A Paris court has found ten people guilty of cyberbullying France’s First Lady, Brigitte Macron, after they spread false and malicious rumours about her gender and sexuality online.
The defendants — eight men and two women aged between 41 and 65 — were convicted on Monday for posting comments that the court called “particularly degrading, insulting, and malicious”. The posts included baseless claims that Mrs Macron had been born a man and targeted the 24-year age gap between her and French President Emmanuel Macron.

One defendant received a six-month prison sentence, while eight others were handed suspended sentences ranging from two to eight months. All ten were ordered to complete cyberbullying awareness training, and several will temporarily lose access to the social media platforms where they posted the abuse.
Mrs Macron, who did not attend the October trial, said on French TV channel TF1 that she took legal action to “set an example” in tackling online harassment. “I want to help adolescents to fight against harassment, and if I do not set an example, it will be difficult,” she said.
Her lawyer, Jean Ennochi, told reporters after the verdict that the outcome was an important step forward. “What is important is that there are immediate cyberbullying awareness trainings, and for some of the defendants, a ban on using their social media accounts,” he said.

False rumours and real fallout
The online smear campaign first surfaced in 2021, when conspiracy theories began circulating that Mrs Macron was born under the name Jean-Michel Trogneux — the name of her brother. One of the main defendants, Delphine Jegousse (who goes by Amandine Roy online), helped amplify the rumour by releasing a four-hour YouTube video that year. She was sentenced to six months in prison.
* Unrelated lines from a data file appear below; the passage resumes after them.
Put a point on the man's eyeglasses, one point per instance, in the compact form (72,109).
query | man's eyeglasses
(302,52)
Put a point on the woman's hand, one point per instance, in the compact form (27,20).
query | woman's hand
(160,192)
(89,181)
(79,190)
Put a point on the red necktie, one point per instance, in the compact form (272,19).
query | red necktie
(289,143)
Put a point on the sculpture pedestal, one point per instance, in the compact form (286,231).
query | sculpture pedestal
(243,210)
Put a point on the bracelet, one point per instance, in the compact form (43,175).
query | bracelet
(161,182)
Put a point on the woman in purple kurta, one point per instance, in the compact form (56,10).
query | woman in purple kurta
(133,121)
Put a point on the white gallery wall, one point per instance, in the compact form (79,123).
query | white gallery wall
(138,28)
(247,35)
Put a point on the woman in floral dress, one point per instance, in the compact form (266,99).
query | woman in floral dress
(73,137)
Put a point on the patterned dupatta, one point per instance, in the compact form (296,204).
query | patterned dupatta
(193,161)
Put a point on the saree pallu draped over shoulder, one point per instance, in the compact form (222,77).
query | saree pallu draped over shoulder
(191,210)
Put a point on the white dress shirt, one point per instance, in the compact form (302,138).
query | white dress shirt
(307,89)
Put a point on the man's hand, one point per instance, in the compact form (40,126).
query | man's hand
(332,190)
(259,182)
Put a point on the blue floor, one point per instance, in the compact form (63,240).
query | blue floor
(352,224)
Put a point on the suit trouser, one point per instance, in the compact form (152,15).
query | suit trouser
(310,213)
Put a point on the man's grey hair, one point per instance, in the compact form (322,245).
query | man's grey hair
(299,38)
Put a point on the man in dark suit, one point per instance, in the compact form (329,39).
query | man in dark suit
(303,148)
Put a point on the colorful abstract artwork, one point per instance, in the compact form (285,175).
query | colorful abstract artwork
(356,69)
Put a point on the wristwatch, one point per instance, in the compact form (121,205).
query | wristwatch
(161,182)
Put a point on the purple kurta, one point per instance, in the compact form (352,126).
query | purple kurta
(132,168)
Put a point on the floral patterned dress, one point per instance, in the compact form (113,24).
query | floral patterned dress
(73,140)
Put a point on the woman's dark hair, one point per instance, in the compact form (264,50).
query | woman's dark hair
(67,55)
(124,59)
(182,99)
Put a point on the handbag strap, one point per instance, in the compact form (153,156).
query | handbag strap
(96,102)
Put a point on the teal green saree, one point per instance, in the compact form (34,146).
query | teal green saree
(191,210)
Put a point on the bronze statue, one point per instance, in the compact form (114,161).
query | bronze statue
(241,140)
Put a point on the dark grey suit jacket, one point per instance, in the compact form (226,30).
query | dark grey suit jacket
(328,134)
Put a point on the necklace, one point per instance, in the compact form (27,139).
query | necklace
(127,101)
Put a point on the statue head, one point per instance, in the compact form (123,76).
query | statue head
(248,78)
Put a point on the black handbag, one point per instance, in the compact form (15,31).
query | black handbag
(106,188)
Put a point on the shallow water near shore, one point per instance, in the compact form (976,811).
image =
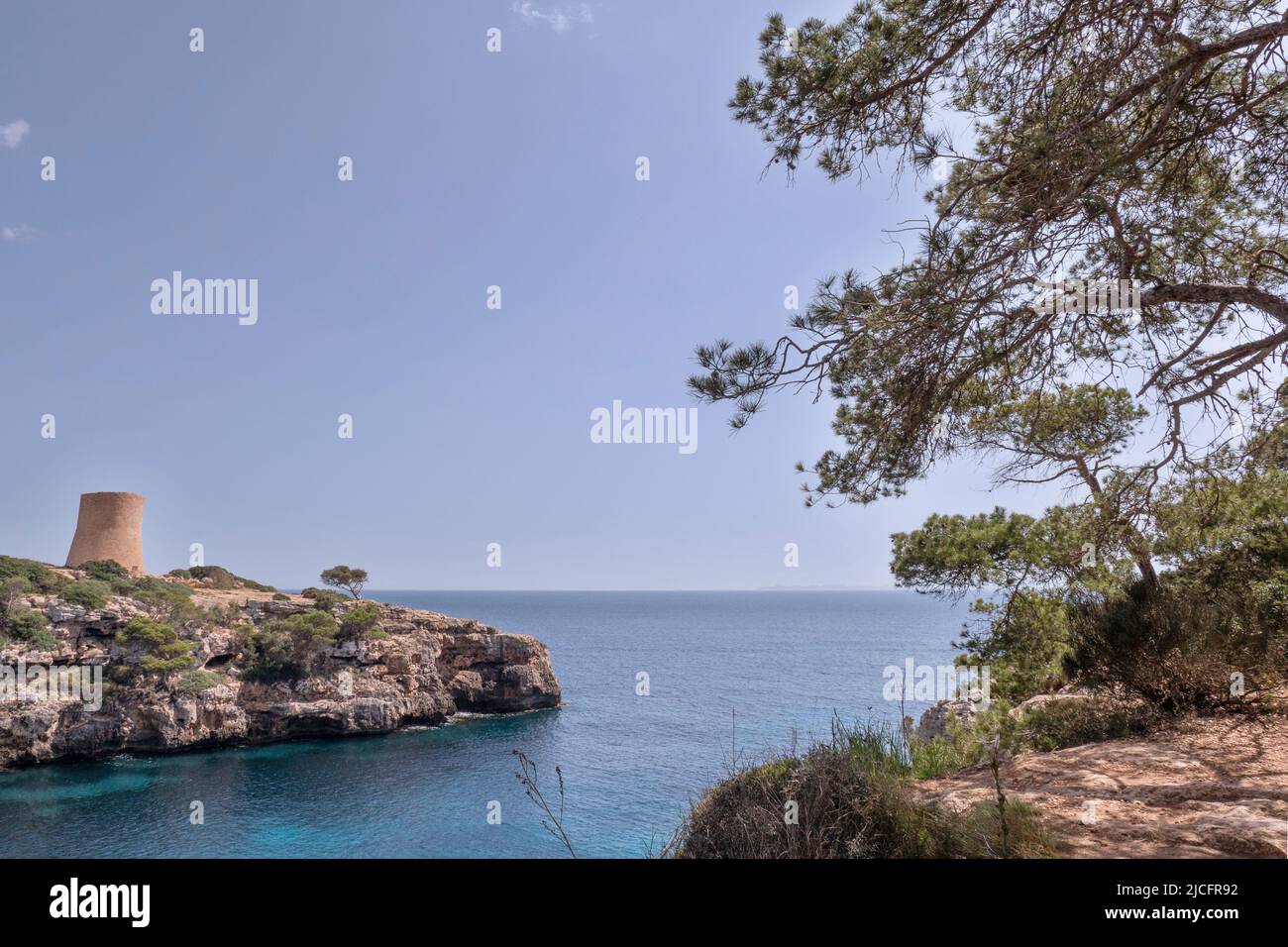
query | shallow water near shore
(729,674)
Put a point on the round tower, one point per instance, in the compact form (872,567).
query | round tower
(110,526)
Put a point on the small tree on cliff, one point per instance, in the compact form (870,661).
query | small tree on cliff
(346,578)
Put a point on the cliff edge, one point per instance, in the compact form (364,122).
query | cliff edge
(402,667)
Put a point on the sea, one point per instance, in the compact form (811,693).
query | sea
(664,693)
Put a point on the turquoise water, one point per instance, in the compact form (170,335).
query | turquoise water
(777,663)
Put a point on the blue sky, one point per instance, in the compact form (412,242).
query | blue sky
(472,169)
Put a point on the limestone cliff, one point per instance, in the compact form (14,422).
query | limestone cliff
(415,668)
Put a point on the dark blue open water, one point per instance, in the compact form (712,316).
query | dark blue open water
(785,661)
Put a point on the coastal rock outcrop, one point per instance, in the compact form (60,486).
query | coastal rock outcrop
(419,668)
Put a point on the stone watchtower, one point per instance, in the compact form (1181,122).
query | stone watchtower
(110,526)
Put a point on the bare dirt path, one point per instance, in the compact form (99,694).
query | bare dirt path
(1212,788)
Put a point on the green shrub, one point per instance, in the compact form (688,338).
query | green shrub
(1179,646)
(1024,642)
(197,681)
(215,577)
(361,621)
(40,577)
(346,578)
(159,646)
(269,656)
(110,573)
(851,800)
(88,592)
(1054,725)
(31,626)
(323,598)
(287,648)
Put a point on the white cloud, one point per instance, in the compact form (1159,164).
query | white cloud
(13,133)
(561,18)
(17,232)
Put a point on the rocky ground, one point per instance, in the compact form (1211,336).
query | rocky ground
(429,668)
(1210,788)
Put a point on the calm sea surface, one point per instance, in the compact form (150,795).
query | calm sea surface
(728,673)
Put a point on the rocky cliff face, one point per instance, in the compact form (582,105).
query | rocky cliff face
(417,668)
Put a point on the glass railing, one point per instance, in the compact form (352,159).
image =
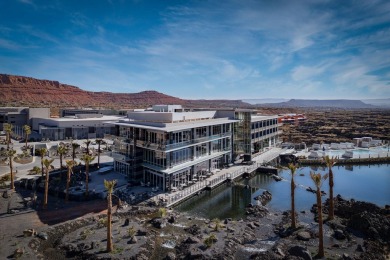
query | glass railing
(181,144)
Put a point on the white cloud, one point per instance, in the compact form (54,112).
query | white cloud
(303,72)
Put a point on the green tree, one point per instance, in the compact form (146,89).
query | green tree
(42,152)
(330,162)
(69,166)
(36,170)
(74,148)
(293,168)
(8,131)
(87,159)
(318,180)
(61,151)
(48,166)
(27,132)
(99,142)
(109,185)
(11,155)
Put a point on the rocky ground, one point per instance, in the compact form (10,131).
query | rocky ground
(336,125)
(78,231)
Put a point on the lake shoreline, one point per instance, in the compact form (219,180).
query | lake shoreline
(262,234)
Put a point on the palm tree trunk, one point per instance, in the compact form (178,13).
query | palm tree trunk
(110,247)
(331,201)
(67,186)
(99,155)
(12,186)
(46,194)
(320,225)
(86,178)
(293,220)
(42,165)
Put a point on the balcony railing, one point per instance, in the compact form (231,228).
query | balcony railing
(155,146)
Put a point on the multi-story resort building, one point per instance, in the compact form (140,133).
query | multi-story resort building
(170,148)
(80,126)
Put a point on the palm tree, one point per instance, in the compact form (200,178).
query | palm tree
(317,179)
(87,143)
(27,132)
(74,147)
(293,168)
(99,142)
(36,170)
(8,131)
(87,159)
(329,163)
(42,152)
(48,165)
(11,154)
(109,185)
(61,151)
(69,166)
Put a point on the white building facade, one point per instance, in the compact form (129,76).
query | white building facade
(171,148)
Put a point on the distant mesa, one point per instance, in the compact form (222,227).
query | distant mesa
(306,103)
(27,91)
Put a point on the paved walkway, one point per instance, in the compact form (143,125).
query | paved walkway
(221,176)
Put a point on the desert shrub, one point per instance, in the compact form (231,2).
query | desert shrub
(217,224)
(102,222)
(210,240)
(162,212)
(85,233)
(131,231)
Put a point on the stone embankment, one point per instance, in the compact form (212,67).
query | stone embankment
(373,160)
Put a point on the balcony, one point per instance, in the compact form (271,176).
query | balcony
(166,147)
Another defendant, Aurélien Poirson-Atlan, known online as Zoé Sagan, received an eight-month sentence. His social media account was already suspended in 2024 after being linked to several judicial investigations.
The effects of the sustained harassment extended beyond Mrs Macron herself. Her daughter, Tiphaine Auzière, testified during the trial about the toll it had taken on their family. “She cannot ignore the horrible things said about her,” Auzière told the court, describing the “deterioration” of her mother’s life since the abuse escalated.
The court said the sentences reflected the seriousness of the comments and the “cumulative harmful effects” of repeated online attacks.

While the Macrons had largely avoided publicly addressing the rumours, they have now taken multiple legal steps to counter the misinformation. The couple recently filed a defamation suit in the United States against right-wing influencer Candace Owens, who repeated similar false claims.
For Brigitte Macron, the verdict represents both accountability and a message about the dangers of digital harassment. “A birth certificate is not nothing,” she said on TF1.
“It is a father or a mother who goes to declare their child, who says who he is or who she is.”